Log Jam: Be careful with local syslog
All they really wanted to do is log any query that takes over 10 seconds. Most of their queries are very simple and fast, but the application generates a few complicated queries for some actions. Recording anything that took longer than 10 seconds allowed them to concentrate on optimizing those. Thus, the following line was set in postgresql.conf:
log_min_duration_statement = 10
A little while back, Greg wrote about configuring Postgres to log everything, and the really good reasons to do so. That isn’t what they intended to to here, but is effectively what happened. The integer in log_min_duration_statement represents milliseconds, not seconds. With a 10ms threshold it wasn’t logging everything the database server was doing, but enough that this performance graph happened:
That is, admittedly, a fabricated performance plot. But it’s pretty close to what we were seeing at the time. The blue is the fast SAS array where all the Postgres data resides, showing lower than normal utilization before recovering after the configuration change. The maroon behind it is the SATA disk where the OS (and /var/log) resides, not normally all that active, showing 100% utilization and dropping off sharply as soon as we fixed log_min_duration_statement.
It took a few minutes to track down, as we were originally alerted to application performance problems, but once we spotted the disk I/O metrics it didn’t take long to track down the errant postgresql.conf setting. That the disk jumped to 100% with so much log activity isn’t surprising, but the database resides entirely on separate disks. So why did it affect that so much?

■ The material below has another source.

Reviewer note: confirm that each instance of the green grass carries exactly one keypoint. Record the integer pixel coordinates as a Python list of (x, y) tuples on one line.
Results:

syslog() and the surprise on the socket
If you’re used to using syslog to send your log messages off to a separate server, you may be rather surprised by the above. At least I was; by default it’ll use UDP to transmit the messages, so an overloaded log server will simply result in the messages being dropped. Not ideal from a logging perspective, but it keeps things running if there’s a problem on that front. Locally, messages are submitted to a dgram UNIX socket at /dev/log for the syslog process to pick up and save to disk or relay off to an external system.
The AF_UNIX SOCK_DGRAM socket, it turns out, doesn’t behave just like its AF_INET UDP counterpart. Ordering of the datagrams is preserved and, more importantly here, a full buffer will block rather than drop the messages. As a result in the case above, between syslog’s file buffer and the log socket buffer, once the syslog() calls started blocking, each Postgres backend stopped handling traffic until its log messages made it out toward that slow SATA disk.
As of now, this system has the Postgres logs on the faster array, to mitigate it if there’s any logging problems in the future. But if you’re looking at leaning on syslog to help manage high volumes of log entries, just be aware that it doesn’t solve everything.